Para colmo el traspaso no dejará, según hemos leído, ni un duro al fisco porque la Hacienda española cambió hace un año de criterio en lo relativo a las cláusulas de recisión. El Barça cobrará el dinero y no tendrá que tributar por él.

Alguien aficionado a las comparaciones ha escrito que con el dinero gastado en Neymar habría podido comprarse 39 Maradonas, 24 Baggios, 4 Zidanes. Cuántos Neymars podrían haberse pagado con futuros fichajes.

De un bello deporte, como es sin duda el fútbol, se ha hecho un negocio asqueroso, dominado por un puñado de clubes que no dudan en gastar lo que sea en la contratación de unas cuantas estrellas.

El fútbol profesional está cada vez más en manos de oligarcas rusos o príncipes árabes que no saben ya qué hacer con sus petrodólares y a quienes lo único que les importa es ganar con ellos trofeos con los que luego adornarse en casa y fuera de ella.
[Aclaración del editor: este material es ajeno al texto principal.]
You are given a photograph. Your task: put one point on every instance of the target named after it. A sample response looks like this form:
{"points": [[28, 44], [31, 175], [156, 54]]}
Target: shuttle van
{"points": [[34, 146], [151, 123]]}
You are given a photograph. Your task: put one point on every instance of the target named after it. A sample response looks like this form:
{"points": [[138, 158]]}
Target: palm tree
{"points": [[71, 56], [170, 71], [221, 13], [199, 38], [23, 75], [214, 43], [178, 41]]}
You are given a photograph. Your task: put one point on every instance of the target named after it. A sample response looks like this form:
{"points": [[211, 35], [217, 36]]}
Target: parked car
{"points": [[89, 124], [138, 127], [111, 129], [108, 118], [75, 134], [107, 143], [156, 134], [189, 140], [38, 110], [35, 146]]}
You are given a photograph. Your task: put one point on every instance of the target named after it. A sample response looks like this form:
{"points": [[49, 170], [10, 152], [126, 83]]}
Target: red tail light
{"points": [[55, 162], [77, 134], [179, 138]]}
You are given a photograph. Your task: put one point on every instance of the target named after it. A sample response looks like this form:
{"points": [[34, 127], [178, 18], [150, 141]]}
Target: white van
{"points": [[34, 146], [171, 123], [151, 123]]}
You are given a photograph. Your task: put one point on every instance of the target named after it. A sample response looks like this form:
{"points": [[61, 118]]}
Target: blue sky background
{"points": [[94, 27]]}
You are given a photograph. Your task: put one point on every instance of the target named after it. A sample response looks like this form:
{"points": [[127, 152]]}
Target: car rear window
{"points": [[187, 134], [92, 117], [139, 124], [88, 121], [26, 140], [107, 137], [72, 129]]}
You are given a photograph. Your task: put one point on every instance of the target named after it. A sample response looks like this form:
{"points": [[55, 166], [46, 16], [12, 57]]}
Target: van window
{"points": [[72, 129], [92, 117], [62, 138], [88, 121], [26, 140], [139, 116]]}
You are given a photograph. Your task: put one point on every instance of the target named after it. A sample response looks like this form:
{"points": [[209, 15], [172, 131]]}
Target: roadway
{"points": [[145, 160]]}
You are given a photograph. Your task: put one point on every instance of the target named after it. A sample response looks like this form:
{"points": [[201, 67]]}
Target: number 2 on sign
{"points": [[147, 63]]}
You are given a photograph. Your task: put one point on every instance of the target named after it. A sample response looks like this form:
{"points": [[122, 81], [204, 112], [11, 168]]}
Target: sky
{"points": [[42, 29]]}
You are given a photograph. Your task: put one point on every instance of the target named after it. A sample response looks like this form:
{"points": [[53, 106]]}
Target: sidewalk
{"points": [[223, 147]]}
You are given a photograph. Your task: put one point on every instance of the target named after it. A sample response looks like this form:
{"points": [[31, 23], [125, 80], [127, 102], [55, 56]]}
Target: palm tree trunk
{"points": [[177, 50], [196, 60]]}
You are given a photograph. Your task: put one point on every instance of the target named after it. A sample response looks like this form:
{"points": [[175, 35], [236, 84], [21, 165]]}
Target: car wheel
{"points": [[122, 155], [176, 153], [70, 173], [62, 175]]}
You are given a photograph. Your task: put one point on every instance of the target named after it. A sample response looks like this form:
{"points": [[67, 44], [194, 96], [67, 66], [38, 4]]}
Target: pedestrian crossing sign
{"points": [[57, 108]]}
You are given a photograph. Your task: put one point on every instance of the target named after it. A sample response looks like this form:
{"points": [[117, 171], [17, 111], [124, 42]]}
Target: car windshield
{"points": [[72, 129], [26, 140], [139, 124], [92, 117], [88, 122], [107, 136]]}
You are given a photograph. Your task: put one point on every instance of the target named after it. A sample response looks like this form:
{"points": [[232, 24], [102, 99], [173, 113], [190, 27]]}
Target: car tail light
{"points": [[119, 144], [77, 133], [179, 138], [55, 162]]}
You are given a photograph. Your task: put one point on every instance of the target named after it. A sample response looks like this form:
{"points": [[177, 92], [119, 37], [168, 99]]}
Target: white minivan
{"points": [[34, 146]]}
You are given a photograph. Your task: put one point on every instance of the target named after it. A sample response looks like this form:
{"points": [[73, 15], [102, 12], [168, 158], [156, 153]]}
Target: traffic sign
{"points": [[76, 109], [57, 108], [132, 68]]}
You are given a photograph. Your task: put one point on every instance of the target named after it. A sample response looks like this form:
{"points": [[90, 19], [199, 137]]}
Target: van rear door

Quien ha pagado esos 222 millones de dólares para llevar al brasileño del Barcelona al Paris Saint-Germain es el emir qatarí Tamim bin Hamad al-Thani a través del fondo soberano de su país, propietario mayoritario del club parisino.
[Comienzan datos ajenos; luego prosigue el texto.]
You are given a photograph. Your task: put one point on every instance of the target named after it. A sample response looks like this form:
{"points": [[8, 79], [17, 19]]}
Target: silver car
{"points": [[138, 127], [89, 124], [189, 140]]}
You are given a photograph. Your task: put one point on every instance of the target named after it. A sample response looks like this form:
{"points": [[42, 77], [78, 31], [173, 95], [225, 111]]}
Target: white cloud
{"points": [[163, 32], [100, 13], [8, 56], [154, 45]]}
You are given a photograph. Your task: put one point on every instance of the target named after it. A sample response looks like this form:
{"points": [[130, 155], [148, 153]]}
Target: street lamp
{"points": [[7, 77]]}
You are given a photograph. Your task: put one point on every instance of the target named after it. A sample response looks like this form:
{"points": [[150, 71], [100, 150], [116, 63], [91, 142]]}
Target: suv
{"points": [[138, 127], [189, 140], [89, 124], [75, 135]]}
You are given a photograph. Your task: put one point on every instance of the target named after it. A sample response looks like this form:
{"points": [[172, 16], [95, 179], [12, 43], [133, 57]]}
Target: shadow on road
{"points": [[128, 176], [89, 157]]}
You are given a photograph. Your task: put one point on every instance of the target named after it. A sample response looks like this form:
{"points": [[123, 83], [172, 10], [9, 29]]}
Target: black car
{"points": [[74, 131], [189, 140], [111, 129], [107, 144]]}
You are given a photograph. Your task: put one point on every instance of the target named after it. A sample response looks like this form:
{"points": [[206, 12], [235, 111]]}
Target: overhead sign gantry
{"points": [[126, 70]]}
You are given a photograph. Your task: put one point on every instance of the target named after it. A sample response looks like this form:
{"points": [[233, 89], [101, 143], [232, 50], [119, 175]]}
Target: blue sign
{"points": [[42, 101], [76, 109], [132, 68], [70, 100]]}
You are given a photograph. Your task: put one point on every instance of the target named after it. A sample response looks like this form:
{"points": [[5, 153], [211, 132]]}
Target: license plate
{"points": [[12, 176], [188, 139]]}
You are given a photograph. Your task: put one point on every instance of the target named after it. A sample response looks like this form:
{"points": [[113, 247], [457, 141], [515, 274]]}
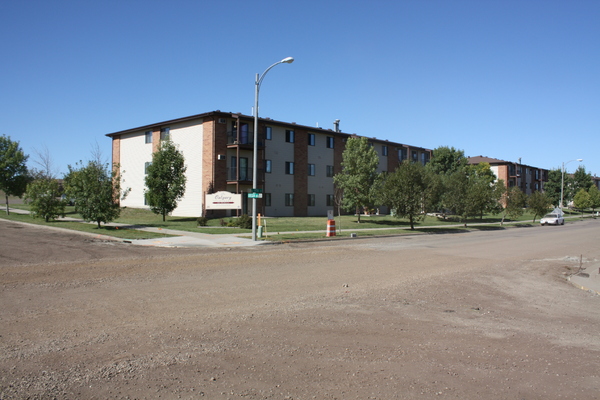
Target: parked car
{"points": [[552, 219]]}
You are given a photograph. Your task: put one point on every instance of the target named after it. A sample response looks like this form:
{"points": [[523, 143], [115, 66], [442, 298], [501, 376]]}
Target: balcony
{"points": [[239, 175], [244, 175], [245, 140]]}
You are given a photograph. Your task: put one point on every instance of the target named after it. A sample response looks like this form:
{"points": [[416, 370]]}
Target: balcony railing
{"points": [[243, 174], [244, 138]]}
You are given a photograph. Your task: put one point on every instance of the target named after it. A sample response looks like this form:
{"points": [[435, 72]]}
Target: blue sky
{"points": [[504, 79]]}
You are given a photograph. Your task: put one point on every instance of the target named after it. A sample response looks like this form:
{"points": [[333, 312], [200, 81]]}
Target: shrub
{"points": [[202, 221], [244, 222]]}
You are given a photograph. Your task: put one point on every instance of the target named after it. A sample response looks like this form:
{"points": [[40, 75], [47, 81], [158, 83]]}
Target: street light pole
{"points": [[562, 181], [257, 82]]}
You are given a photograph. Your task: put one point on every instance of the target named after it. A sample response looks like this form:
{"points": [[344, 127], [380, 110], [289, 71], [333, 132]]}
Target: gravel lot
{"points": [[479, 315]]}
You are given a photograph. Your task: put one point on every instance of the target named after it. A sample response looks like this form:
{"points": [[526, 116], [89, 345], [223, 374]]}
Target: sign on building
{"points": [[223, 201]]}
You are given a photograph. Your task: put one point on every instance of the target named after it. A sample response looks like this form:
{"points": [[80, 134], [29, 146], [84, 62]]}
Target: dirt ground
{"points": [[479, 315]]}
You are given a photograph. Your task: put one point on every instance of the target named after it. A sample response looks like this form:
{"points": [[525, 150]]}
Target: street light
{"points": [[562, 180], [259, 78]]}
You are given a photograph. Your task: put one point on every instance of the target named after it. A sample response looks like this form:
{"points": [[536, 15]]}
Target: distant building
{"points": [[529, 179], [296, 163]]}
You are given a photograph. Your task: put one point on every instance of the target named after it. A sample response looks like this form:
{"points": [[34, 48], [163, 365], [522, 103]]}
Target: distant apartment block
{"points": [[296, 163], [529, 179]]}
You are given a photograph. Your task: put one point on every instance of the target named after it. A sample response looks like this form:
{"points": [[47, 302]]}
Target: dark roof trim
{"points": [[267, 121]]}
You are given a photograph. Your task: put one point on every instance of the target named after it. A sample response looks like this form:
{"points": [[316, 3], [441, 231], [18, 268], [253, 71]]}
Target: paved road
{"points": [[458, 316]]}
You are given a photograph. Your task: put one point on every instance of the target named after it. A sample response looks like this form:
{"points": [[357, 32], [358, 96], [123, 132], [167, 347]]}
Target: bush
{"points": [[202, 221], [244, 222]]}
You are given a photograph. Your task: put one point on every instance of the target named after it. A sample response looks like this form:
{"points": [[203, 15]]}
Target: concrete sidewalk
{"points": [[588, 278], [179, 238]]}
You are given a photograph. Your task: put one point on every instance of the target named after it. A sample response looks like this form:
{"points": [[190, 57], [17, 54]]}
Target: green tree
{"points": [[165, 181], [447, 160], [13, 169], [95, 190], [539, 204], [582, 200], [594, 197], [405, 192], [359, 174], [514, 203], [43, 195], [484, 192], [456, 197]]}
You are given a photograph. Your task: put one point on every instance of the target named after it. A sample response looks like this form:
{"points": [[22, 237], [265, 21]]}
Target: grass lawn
{"points": [[274, 226], [118, 232]]}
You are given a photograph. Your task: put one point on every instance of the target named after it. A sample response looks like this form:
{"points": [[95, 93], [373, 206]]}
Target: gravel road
{"points": [[478, 315]]}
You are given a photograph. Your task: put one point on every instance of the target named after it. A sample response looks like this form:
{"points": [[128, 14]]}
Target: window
{"points": [[289, 136], [289, 199], [165, 133], [330, 200], [329, 171], [289, 168], [402, 154], [330, 142]]}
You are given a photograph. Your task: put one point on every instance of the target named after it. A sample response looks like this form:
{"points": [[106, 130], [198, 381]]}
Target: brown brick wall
{"points": [[338, 150], [503, 173], [393, 160], [155, 140], [301, 173]]}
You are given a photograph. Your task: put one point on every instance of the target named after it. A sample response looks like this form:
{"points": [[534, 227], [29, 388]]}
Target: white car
{"points": [[552, 219]]}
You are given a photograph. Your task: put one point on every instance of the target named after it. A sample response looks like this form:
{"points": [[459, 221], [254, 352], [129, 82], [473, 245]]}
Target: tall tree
{"points": [[96, 191], [359, 174], [165, 181], [484, 191], [447, 160], [594, 197], [456, 196], [405, 192], [43, 195], [582, 200], [13, 169], [514, 203], [539, 203]]}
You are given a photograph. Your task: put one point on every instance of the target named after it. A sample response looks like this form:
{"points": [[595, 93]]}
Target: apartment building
{"points": [[529, 179], [296, 163]]}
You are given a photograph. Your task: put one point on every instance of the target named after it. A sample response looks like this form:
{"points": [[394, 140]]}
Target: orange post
{"points": [[330, 227]]}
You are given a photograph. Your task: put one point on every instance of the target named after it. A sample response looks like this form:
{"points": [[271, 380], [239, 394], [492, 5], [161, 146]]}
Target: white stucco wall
{"points": [[189, 138], [278, 183], [135, 153]]}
Un país al que el presidente de Estados Unidos, Donald Trump, y, colmo de los colmos, Arabia Saudí, acusan de financiar el terrorismo y que con un fichaje como ése trata de limpiar su imagen.

Fútbol y política: sin duda un buen tema para discutir. Y añádase a todo la corrupción rampante a todos los niveles de ese deporte.

Definitivamente el fútbol no es ni la sombra de lo que era. Aunque no hay nada mejor para distraer de los auténticos problemas de la gente.